The tradition of racing runs very deep in Ireland. It is here that steeplechasing was born; it is here that many of the most illustrious horses in racing history have been bred over the course of several centuries. – Irish Racehorse Trainers Association
The first recorded steeplechase occurred in Ireland in 1752 between horsemen Edmund Blake and Cornelius O’Callaghan. They raced the distance between the steeples of churches Buttevant and Doneraile in Cork County. Unfortunately, the winner of this race is still unknown.
The jump racing season spans the entire year, but the majority of the races fall between November and April.
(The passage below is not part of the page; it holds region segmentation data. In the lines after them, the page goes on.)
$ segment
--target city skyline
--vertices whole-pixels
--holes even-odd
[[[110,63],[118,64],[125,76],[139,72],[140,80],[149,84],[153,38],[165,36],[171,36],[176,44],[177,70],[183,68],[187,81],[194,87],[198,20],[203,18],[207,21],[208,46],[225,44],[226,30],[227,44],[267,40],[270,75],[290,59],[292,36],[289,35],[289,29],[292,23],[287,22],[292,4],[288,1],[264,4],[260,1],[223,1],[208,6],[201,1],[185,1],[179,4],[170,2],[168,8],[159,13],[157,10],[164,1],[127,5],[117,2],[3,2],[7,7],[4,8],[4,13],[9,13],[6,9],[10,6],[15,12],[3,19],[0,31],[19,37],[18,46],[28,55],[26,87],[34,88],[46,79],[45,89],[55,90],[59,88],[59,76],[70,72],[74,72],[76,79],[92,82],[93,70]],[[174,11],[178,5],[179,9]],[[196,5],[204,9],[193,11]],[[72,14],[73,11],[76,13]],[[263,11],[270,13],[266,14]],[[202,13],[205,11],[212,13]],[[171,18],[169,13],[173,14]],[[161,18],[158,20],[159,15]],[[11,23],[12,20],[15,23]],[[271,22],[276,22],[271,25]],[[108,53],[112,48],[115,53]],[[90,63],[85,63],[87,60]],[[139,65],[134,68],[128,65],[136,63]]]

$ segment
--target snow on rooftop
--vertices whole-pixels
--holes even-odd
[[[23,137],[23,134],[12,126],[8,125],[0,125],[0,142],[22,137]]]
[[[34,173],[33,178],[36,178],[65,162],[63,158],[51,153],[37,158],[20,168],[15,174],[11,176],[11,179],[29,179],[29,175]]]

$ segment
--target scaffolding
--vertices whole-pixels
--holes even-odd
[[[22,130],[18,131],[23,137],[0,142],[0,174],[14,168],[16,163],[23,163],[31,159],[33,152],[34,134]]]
The largest races have accompanying festivals, each with their own traditions. The dress code is fairly informal in comparison to other places, except for Ladies Day when women of all ages don their most elegant and extravagant clothes.
Horse racing is one of the largest spectator sports in Great Britain.
The world’s most well-known steeplechase is The Grand National. The event is held at the historic Aintree Racecourse in Liverpool. Up to forty runners compete and the purse is £1 million. Some avid steeplechase fans believe that the race has lost some of its character by implementing changes to the course in recent years (such as softening the fences). However, the race remains a popular and well-attended event.
Following the dress code is not optional, especially at Royal Ascot, England’s most prestigious horse race. With The Queen and many other royals regularly in attendance, race attendees embrace tradition and wear their best clothes for the occasion.
Jump racing in France has never quite reached the same level of popularity as in neighboring England and Ireland. Though similar, French jump racing has a few noticeable differences. One of these differences is that the hurdles are not collapsible. Instead, many races have bullfinches, hedges up to 8 ft. tall, that horses have to jump through.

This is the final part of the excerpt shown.